From the time RW was very young he considered himself a mathematician. He had an innate ability for numbers, and it was his love of numbers, that led him to engineering and design. As a young man he saw himself working in aerospace -his goal was to design planes.
He loved planes. Maybe it was because his father flew B-17s in WWII. His father was shot down over Germany, and spent 2 years in a German prison camp, but RW still had a love-affair with flying machines. So, as soon as he was out of school, he left Indiana and headed to California, where he entered the Northrop Institute of Technology and College of Engineering. After a few years in school -reality started to sink in. He was tired of spending time in a classroom - he wanted to be a part of the real world and have his own business. The boy’s dream of creating planes had come to an end.

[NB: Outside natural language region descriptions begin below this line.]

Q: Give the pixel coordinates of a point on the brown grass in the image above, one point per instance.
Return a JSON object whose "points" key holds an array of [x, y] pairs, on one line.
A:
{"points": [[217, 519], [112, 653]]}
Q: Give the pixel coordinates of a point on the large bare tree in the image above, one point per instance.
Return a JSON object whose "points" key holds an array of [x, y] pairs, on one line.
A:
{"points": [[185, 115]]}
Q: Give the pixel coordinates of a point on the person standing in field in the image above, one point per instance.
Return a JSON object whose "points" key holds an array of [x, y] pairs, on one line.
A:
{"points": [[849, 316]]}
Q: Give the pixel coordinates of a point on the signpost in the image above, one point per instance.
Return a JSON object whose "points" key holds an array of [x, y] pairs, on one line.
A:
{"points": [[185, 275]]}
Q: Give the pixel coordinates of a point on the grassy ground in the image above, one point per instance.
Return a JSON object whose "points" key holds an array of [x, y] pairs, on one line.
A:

While visiting New Mexico, RW was introduced to a jewelry designer, who inspired him to create jewelry. The idea of working with precious metals seemed natural to him. Designing jewelry allowed him to utilize his skills and express his creativity. He soon found a market for his creations, which led him to open a jewelry store, where he sold and designed custom-made jewelry. He later became a certified diamond grader and certified colored stone expert. But after twenty years, he felt as though each day was a page in a book that he was reading over and over again...something missing. He remembered how he had longed to design planes and how he wanted to work with metal on “a larger scale.” He felt as if an “idea” was whispering in his ear, but he was too busy juggling life to listen.

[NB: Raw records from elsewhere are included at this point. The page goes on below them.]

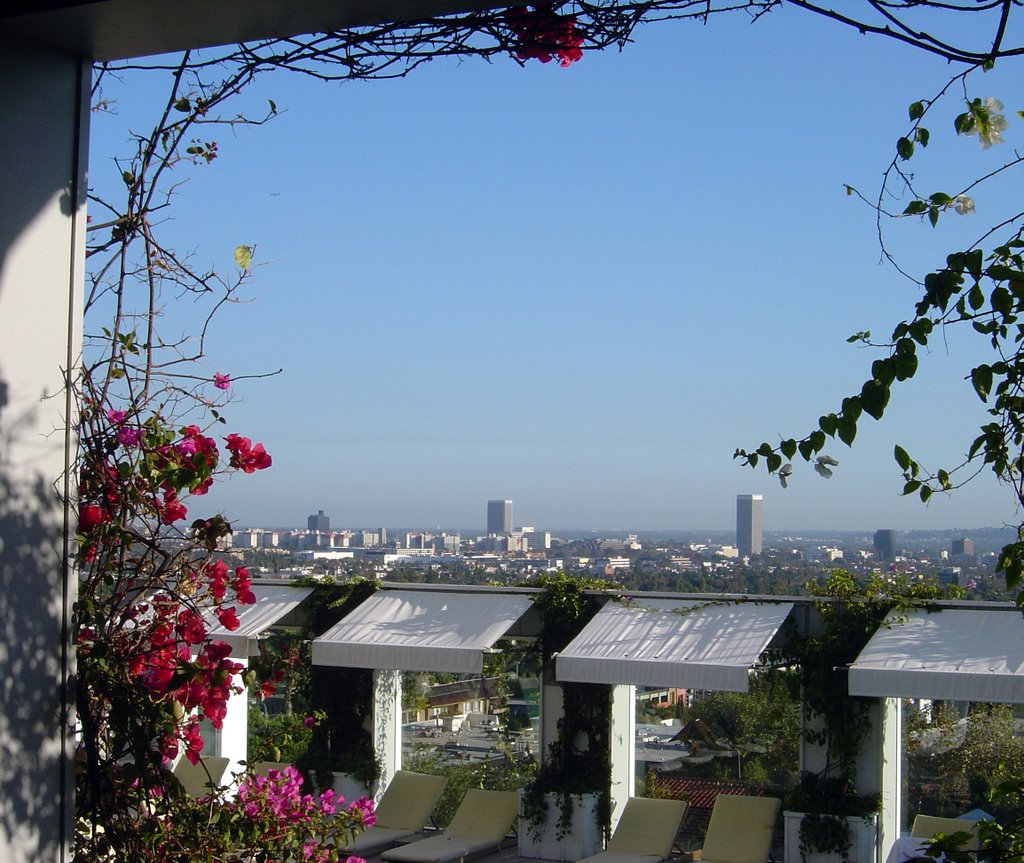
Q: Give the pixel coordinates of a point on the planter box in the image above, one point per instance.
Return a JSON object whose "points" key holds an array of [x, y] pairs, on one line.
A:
{"points": [[584, 838], [863, 840]]}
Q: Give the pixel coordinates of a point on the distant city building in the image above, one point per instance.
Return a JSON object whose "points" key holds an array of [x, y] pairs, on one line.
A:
{"points": [[450, 543], [499, 516], [964, 547], [367, 538], [318, 523], [750, 523], [885, 545]]}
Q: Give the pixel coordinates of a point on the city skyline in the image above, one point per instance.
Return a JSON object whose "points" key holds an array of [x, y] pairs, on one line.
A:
{"points": [[662, 316]]}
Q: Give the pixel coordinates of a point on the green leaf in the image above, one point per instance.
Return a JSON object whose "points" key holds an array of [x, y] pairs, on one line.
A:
{"points": [[847, 430], [883, 371], [964, 123], [905, 364], [875, 397], [921, 329], [976, 297], [981, 380], [244, 256], [851, 407]]}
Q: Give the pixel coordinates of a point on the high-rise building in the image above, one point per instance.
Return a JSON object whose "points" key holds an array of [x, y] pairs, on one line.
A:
{"points": [[885, 545], [750, 523], [318, 523], [964, 547], [499, 516]]}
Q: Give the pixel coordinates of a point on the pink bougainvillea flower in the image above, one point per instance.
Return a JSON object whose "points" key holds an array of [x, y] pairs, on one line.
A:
{"points": [[129, 437], [190, 628], [90, 516], [245, 456]]}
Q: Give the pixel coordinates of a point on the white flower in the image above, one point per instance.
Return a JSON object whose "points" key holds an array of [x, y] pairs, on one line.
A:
{"points": [[964, 205], [822, 465], [989, 124]]}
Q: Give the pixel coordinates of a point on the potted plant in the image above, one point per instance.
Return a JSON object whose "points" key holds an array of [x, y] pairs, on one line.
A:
{"points": [[340, 754], [827, 819], [825, 822], [565, 810]]}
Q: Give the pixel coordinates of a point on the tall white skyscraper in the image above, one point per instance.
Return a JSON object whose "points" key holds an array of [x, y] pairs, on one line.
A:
{"points": [[750, 523], [499, 516]]}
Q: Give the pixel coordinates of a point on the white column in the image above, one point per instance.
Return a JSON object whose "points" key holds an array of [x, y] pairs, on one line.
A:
{"points": [[892, 774], [387, 724], [624, 778], [235, 731], [43, 152], [552, 707]]}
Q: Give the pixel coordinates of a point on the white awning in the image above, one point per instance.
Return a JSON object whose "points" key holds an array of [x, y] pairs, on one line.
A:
{"points": [[421, 631], [955, 654], [698, 645], [272, 603]]}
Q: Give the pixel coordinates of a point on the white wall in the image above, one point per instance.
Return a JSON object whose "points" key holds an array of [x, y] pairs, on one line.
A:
{"points": [[42, 164]]}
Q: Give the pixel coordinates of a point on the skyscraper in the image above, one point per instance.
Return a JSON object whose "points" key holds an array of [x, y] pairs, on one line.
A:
{"points": [[318, 523], [964, 547], [750, 522], [499, 516], [885, 545]]}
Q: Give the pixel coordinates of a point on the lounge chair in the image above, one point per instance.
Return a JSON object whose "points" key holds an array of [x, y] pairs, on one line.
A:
{"points": [[644, 833], [926, 826], [740, 829], [402, 812], [482, 820], [202, 778]]}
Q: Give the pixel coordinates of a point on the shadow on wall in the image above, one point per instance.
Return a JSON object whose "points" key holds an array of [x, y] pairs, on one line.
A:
{"points": [[34, 769]]}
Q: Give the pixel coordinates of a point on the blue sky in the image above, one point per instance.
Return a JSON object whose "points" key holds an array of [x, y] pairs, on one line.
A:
{"points": [[581, 289]]}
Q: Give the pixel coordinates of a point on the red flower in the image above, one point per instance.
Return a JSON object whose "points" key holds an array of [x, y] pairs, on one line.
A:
{"points": [[245, 457], [90, 516], [543, 35], [172, 509]]}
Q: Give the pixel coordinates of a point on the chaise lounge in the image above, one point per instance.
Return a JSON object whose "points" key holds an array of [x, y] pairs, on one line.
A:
{"points": [[645, 832], [482, 820]]}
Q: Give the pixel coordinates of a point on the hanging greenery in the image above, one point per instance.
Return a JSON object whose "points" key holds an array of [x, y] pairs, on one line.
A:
{"points": [[579, 761]]}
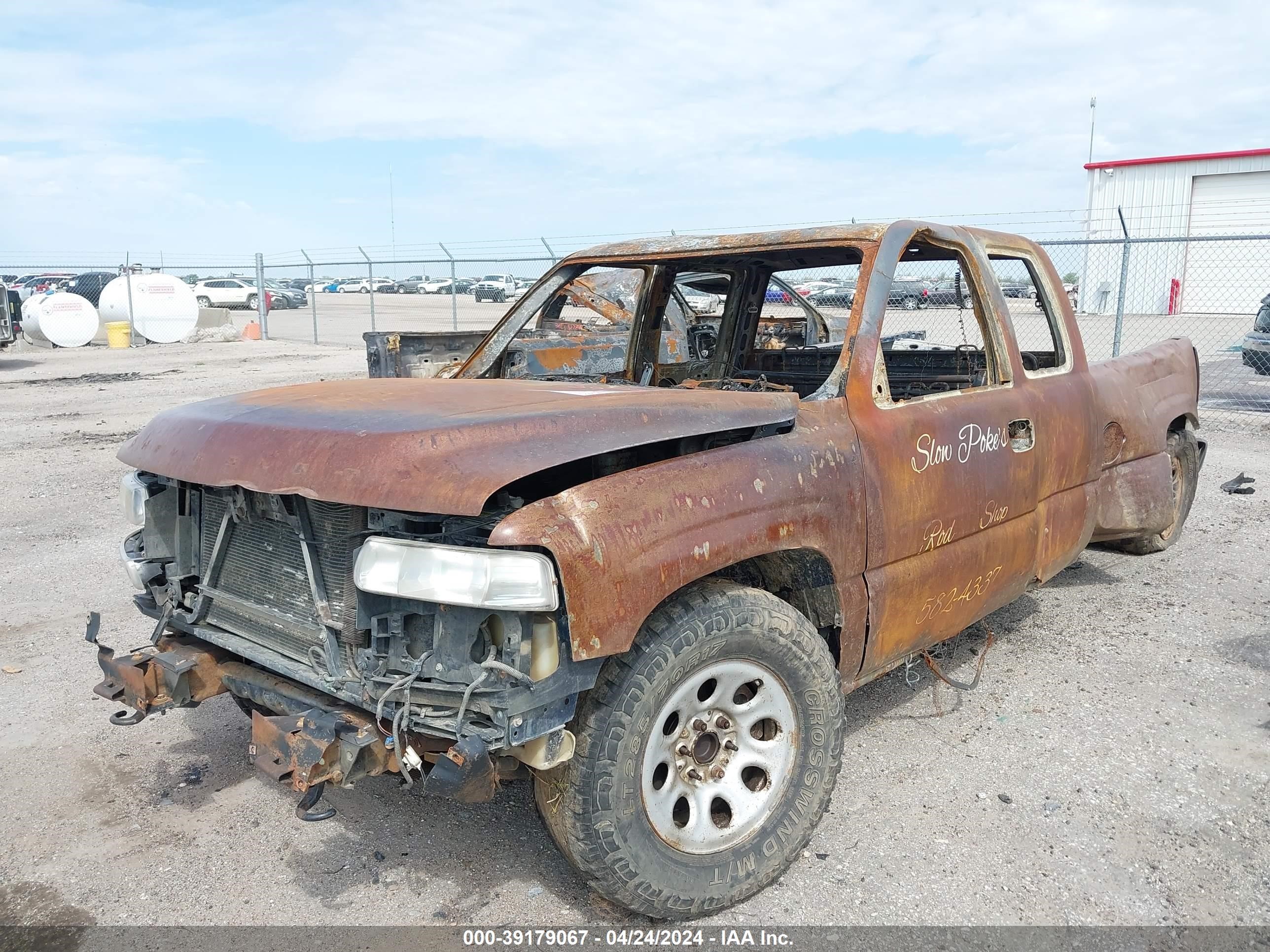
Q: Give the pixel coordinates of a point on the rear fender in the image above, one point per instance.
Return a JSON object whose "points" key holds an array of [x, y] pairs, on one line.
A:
{"points": [[627, 543]]}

It was about this time that RW’s life started to unravel. He lost his daughter when she was eleven years old. After that life shattering event - his personal life, hiswork, his faith – it all “hit a wall.” It took a very long time, but he slowly put himself back together...but he would never be the same. He found solace in the writings of Eckhart Tolle. He studied ways to find peace and “live in the now.” It was Eckart’s work that helped him move forward.
After the healing, he regained his focus and found himself wanting to move to the desert. It was in the desert, that he started to have vivid dreams. In his dreams he saw images of moving sculptures. He would get up in the middle of the night, so that he could capture the images on paper. Using his engineering and design knowledge, he started “bringing these dreams to life”.